Get the last 10,000 lines of a csv file

In pandas, I can just use pandas.io.parser.read_csv("file.csv", nrows=10000) to get the first 10,000 lines of the csv file.

But since my csv file is huge and the last lines are more relevant than the first, I would like to read the last 10,000 lines. However, it is not so simple, even if I know the file length, because if I skip the first 990,000 lines of a 100-liter CSV file using pandas.io.parser.read_csv("file.csv", nrows=10000, skiprows=990000) , the first line containing the file header is also skipped ( header=0 is measured after applying skiprows , so this does not help.)

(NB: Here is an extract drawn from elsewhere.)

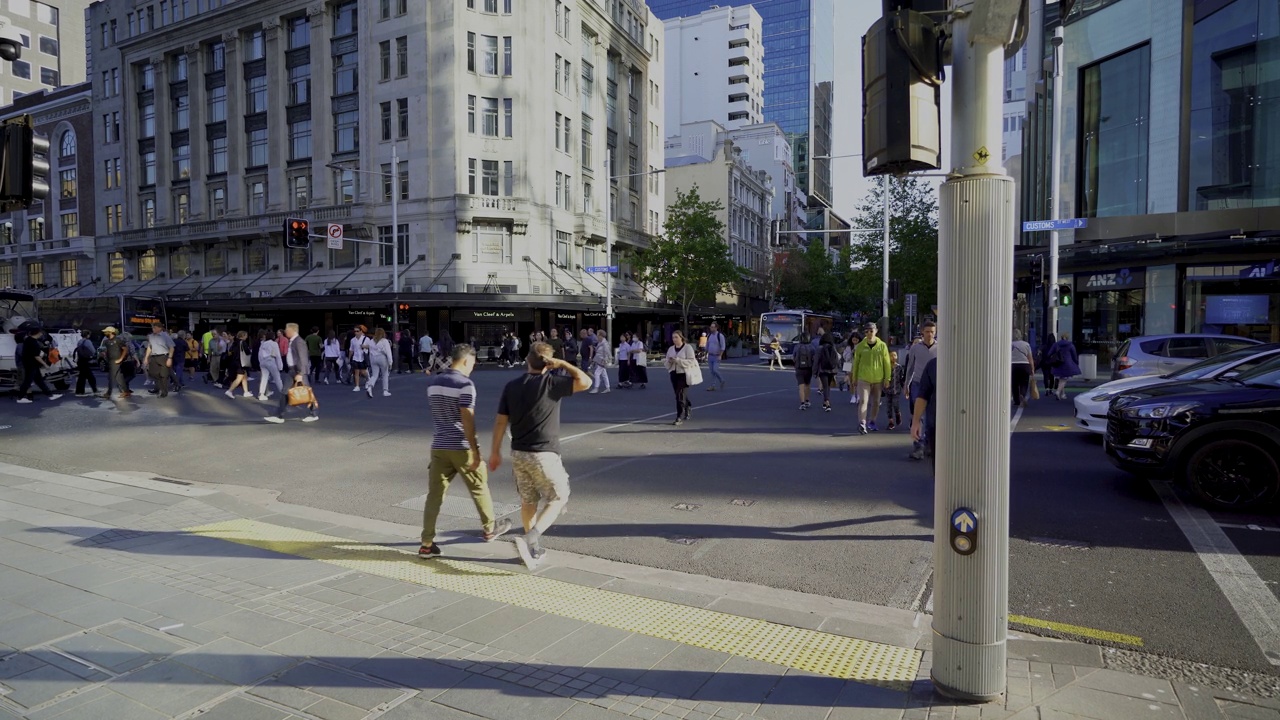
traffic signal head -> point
(297, 232)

How to get the last 10,000 lines from a csv file with a header in line 0, preferably without knowing the length of the file in lines?

+5
source share
4 answers

First you can calculate your file size:

 size = sum(1 for l in open('file.csv')) 

Then use skiprows with range :

 df = pd.read_csv('file.csv', skiprows=range(1, size - 10000)) 

EDIT

As @ivan_pozdeev said with this solution, you need to go through the file twice though. I tried reading the entire file using pandas and then using the tail method, but this method is slower than expected.

Example dataframe:

 pd.DataFrame(np.random.randn(1000000,3), columns=list('abc')).to_csv('file.csv') 

Timing

 def f1(): size = sum(1 for l in open('file.csv')) return pd.read_csv('file.csv', skiprows=range(1, size - 10000)) def f2(): return pd.read_csv('file.csv').tail(10000) In [10]: %timeit f1() 1 loop, best of 3: 1.8 s per loop In [11]: %timeit f2() 1 loop, best of 3: 1.94 s per loop 
+5
source

Using the @Anton Protopopov Sample File. Reading a partial bit of a file and a header in separate operations is much cheaper than reading the entire file.

Just read the last lines

 In [22]: df = read_csv("file.csv", nrows=10000, skiprows=990001, header=None, index_col=0) In [23]: df Out[23]: 1 2 3 0 990000 -0.902507 -0.274718 1.155361 990001 -0.591442 -0.318853 -0.089092 990002 -1.461444 -0.070372 0.946964 990003 0.608169 -0.076891 0.431654 990004 1.149982 0.661430 0.456155 ... ... ... ... 999995 0.057719 0.370591 0.081722 999996 0.157751 -1.204664 1.150288 999997 -2.174867 -0.578116 0.647010 999998 -0.668920 1.059817 -2.091019 999999 -0.263830 -1.195737 -0.571498 [10000 rows x 3 columns] 

Do it very fast

 In [24]: %timeit read_csv("file.csv", nrows=10000, skiprows=990001, header=None, index_col=0) 1 loop, best of 3: 262 ms per loop 

Pretty cheap to determine a-priori file length

 In [25]: %timeit sum(1 for l in open('file.csv')) 10 loops, best of 3: 104 ms per loop 

Reading in title

 In [26]: df.columns = read_csv('file.csv', header=0, nrows=1, index_col=0).columns In [27]: df Out[27]: abc 0 990000 -0.902507 -0.274718 1.155361 990001 -0.591442 -0.318853 -0.089092 990002 -1.461444 -0.070372 0.946964 990003 0.608169 -0.076891 0.431654 990004 1.149982 0.661430 0.456155 ... ... ... ... 999995 0.057719 0.370591 0.081722 999996 0.157751 -1.204664 1.150288 999997 -2.174867 -0.578116 0.647010 999998 -0.668920 1.059817 -2.091019 999999 -0.263830 -1.195737 -0.571498 [10000 rows x 3 columns] 
+3
source

The only way to take exactly the last N lines in accordance with Anton Protopopov is to go through the entire file first, counting the lines.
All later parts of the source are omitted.